A OMS diz marketing que afirma que o produto ajuda fumantes a quebrarem sua dependência de tabaco, o que implica que a OMS considera como uma terapia legítima reposição de nicotina, como goma de nicotina, pastilhas e patches, simplesmente não é o caso.
Dr. Ala Alwan, Diretor-Geral Adjunto da OMS Doenças Não-transmissíveis e Cluster de Saúde Mental diz que o cigarro eletrônico não é uma terapia de reposição de nicotina comprovada e não há nenhuma evidência científica para confirmar a segurança do produto e eficácia.
A OMS está pedindo aos anunciantes imediatamente retirar os seus web sites e outros materiais informativos qualquer sugestão de que a OMS considera que é uma ajuda à cessação segura e eficaz de fumar.
O cigarro eletrônico tem como objetivo convencer os fumantes estão fumando um cigarro de verdade que não necessita de iluminação e não produz fumaça.
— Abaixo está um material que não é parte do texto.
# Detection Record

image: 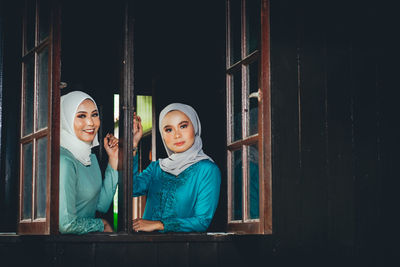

O dispositivo em vez tem uma câmara para armazenar nicotina líquida em diferentes concentrações, que produz uma névoa fina e aquecida, que é absorvida pelos pulmões.
O cigarro eletrônico é vendido na China, onde foi desenvolvido em 2004, e em vários outros países, incluindo Brasil, Canadá, Finlândia, Israel, Líbano, Holanda, Suécia, Turquia e Reino Unido.